Mi abuelo y mi padre eran campesinos. Yo también lo fui. Teníamos una buena parcela y mi abuelo se ganó el derecho a trabajarla después de la Revolución. De mi abuelo fue la idea también de fundar el consejo agrónomo ejidal, independiente del comisariato, para que junto con los vecinos hiciéramos comunidad y sembráramos lo mismo cada temporada. Pensaba que eso nos ayudaría a conseguir semillas más baratas y mejores precios para vender la cosecha.
La mera verdad, eso funcionó bastante bien en otra época, pues a mi padre le ayudaron los apoyos para el campo. A mí ya nomás no me tocó beneficio, sino todo lo contrario. Con la entrada del Tratado de Libre Comercio se terminaron los subsidios y comenzó una feroz competencia de mercado: si plantabas algo y meses después, cuando cosechabas, había demasiada oferta en el mundo, el precio bajaba tanto que a veces era mejor vender estiércol. Nadie, nunca, nos advirtió ni nos preparó para la globalización y el neoliberalismo. ¡Por ésta!
¿Qué sembramos? ¿Por qué sembramos esto y no l’otro?

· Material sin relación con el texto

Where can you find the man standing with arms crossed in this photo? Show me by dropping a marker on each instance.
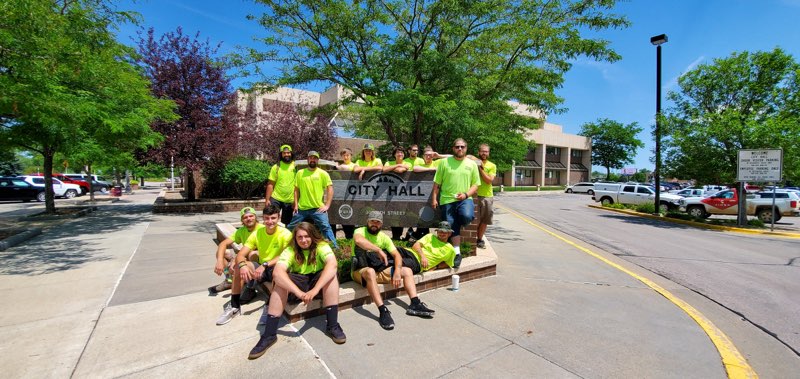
(487, 170)
(454, 184)
(310, 185)
(280, 187)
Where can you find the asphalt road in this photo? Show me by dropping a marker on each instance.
(753, 277)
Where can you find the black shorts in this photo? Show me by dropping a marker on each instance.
(305, 282)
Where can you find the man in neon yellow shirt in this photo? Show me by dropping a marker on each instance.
(267, 242)
(487, 171)
(280, 185)
(454, 184)
(310, 185)
(370, 240)
(226, 250)
(433, 251)
(306, 269)
(413, 158)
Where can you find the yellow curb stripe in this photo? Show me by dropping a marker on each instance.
(735, 364)
(697, 224)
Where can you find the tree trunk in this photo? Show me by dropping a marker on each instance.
(49, 198)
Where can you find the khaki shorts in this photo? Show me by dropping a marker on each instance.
(383, 277)
(485, 210)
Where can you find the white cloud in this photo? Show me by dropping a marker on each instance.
(672, 83)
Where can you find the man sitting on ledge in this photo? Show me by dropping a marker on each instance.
(373, 245)
(434, 251)
(269, 242)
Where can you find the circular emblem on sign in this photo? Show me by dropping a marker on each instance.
(345, 211)
(426, 214)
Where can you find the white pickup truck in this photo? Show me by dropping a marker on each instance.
(633, 193)
(759, 205)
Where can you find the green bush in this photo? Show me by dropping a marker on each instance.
(244, 176)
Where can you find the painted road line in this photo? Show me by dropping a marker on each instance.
(735, 364)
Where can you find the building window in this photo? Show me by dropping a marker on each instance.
(553, 150)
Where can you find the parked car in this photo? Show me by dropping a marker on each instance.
(14, 188)
(582, 187)
(60, 189)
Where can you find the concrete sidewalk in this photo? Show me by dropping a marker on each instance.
(124, 294)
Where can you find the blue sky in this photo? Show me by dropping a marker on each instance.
(698, 30)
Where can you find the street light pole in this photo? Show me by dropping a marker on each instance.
(658, 41)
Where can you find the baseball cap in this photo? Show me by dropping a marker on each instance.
(375, 215)
(444, 226)
(246, 210)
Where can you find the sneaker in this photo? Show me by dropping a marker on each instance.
(336, 333)
(248, 294)
(261, 347)
(419, 310)
(228, 315)
(457, 261)
(386, 320)
(224, 286)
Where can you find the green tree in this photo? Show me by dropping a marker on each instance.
(427, 72)
(744, 101)
(613, 143)
(64, 79)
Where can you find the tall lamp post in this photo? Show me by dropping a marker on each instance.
(658, 41)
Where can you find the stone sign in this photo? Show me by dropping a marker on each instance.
(404, 199)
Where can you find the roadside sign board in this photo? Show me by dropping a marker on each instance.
(764, 165)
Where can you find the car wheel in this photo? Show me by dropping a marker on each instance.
(696, 211)
(765, 215)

Intentar adivinar qué pasaría durante la temporada era una apuesta, un volado, una pesadilla.
A veces decidíamos algo y luego llovía demasiado y se perdía parte de la cosecha. Otras veces elegíamos otra cosa y no llovía ni una gota. O nos caían heladas que quemaban las producciones.

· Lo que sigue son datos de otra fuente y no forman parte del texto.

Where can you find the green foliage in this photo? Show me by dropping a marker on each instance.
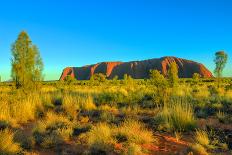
(69, 79)
(98, 78)
(157, 79)
(128, 80)
(26, 62)
(196, 76)
(173, 74)
(101, 139)
(220, 61)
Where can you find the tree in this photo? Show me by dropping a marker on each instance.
(173, 74)
(220, 61)
(157, 79)
(27, 65)
(196, 76)
(69, 79)
(128, 80)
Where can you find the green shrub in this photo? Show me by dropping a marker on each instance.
(7, 144)
(101, 139)
(177, 115)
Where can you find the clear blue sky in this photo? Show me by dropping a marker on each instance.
(80, 32)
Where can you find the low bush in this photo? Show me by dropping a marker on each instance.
(7, 144)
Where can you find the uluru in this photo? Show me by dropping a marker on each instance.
(137, 69)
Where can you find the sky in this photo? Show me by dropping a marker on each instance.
(81, 32)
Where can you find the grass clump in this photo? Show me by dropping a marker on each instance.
(134, 132)
(100, 139)
(176, 116)
(52, 130)
(7, 144)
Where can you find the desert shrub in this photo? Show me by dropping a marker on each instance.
(86, 102)
(134, 132)
(7, 144)
(106, 116)
(100, 139)
(20, 108)
(199, 149)
(157, 79)
(25, 141)
(109, 98)
(177, 115)
(134, 149)
(201, 137)
(70, 105)
(52, 130)
(221, 116)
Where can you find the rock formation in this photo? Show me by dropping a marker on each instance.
(137, 69)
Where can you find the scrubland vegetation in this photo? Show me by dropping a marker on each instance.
(117, 117)
(159, 115)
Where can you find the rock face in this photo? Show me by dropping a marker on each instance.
(137, 69)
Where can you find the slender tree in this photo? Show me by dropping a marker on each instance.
(27, 65)
(220, 61)
(173, 74)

Por eso y porque ya se puede vender el ejido, el nieto de don Anselmo decidió vender su terreno e irse a la ciudad. Al poco tiempo le siguieron otros. Y pues nos quedamos tres de 20.

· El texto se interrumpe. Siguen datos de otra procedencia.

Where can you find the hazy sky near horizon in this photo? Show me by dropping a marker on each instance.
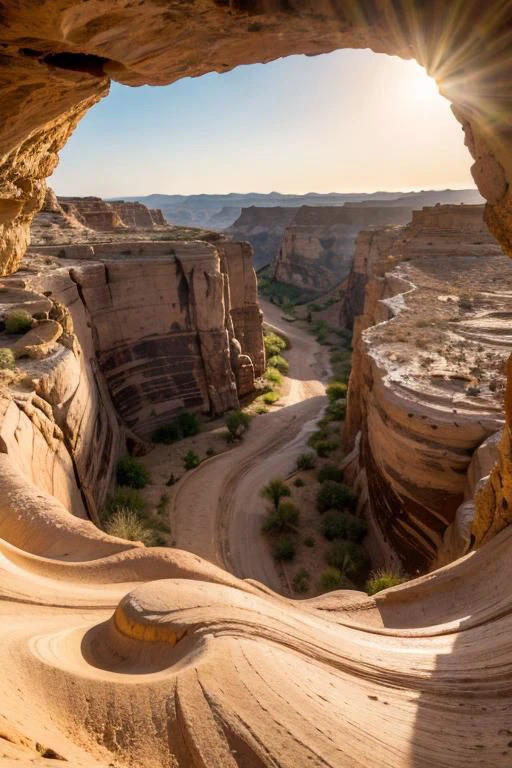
(349, 121)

Así no jala ninguna comunidad. La pobreza crece entonces desde la tierra que te daba de comer y te generaba felicidad. Todo se hace polvo, te entra en los pulmones y no te deja respirar como antes, cuando vivías contento, como niño, y cuando no tenías al lado una casa de descanso de una familia de la ciudad que viene a mostrarte todas las carencias que tienes. Ni carro ni vacaciones, ni alberca, ni televisores, ni tenis gringos, ni internet, ni drenaje, ni-ni madres.
La suerte o la virgen, que me vio tan desesperado, quiso que ese día yo me topara con los que preparan la ordeña. Eso fue hace como dos años. Vienen muy preparados. Traen equipo de primera: válvulas, perforadores, selladores, todo para que los huachicoleros puedan sacar gasolina de los ductos de Pemex y venderla al público.
Creo que les caí bien a los ingenieros o les di lástima. Qué importa.
El chiste es que me contaron que ganan hasta 150 mil pesos en efectivo por cada válvula que ponen. Al rato llegó el jefe a supervisar. Me dejó ver cómo sacaban para llenar dos pipas y muy derecho me preguntó si yo quería trabajo. “Se te mira el hambre y esos trapos que llevas de ropa”, me dijo. Acepté. Me dieron una camioneta, radios y me dijeron que sería halcón para avisar si venía alguien y que contratara a tres amigos míos. El pago sería de 12 mil pesos al mes para cada uno. De no tener ni pa’ frijoles a tener mucho en unas horas.
Apenas recibí ese dinero y nos fuimos en la camioneta a la ciudad y le compré a mis niños una hamburguesa, un helado y una tele grandotota, al chin chin. Vieran visto sus ojos de emoción. Y así, con lealtad, fui creciendo en el negocio. Halcón, ayudante de ordeña, chofer de pipa, vendedor y ahora jefe de zona. Ya tengo mis propias pipas y gano hasta 250 mil pesos a la semana. Sé que no me puedo salir, que estoy atrapado.
Pero prefiero morir joven y rico y con hijos barrigones que vivir muchos años viendo a mis chamacos que no tienen con qué carajos comer.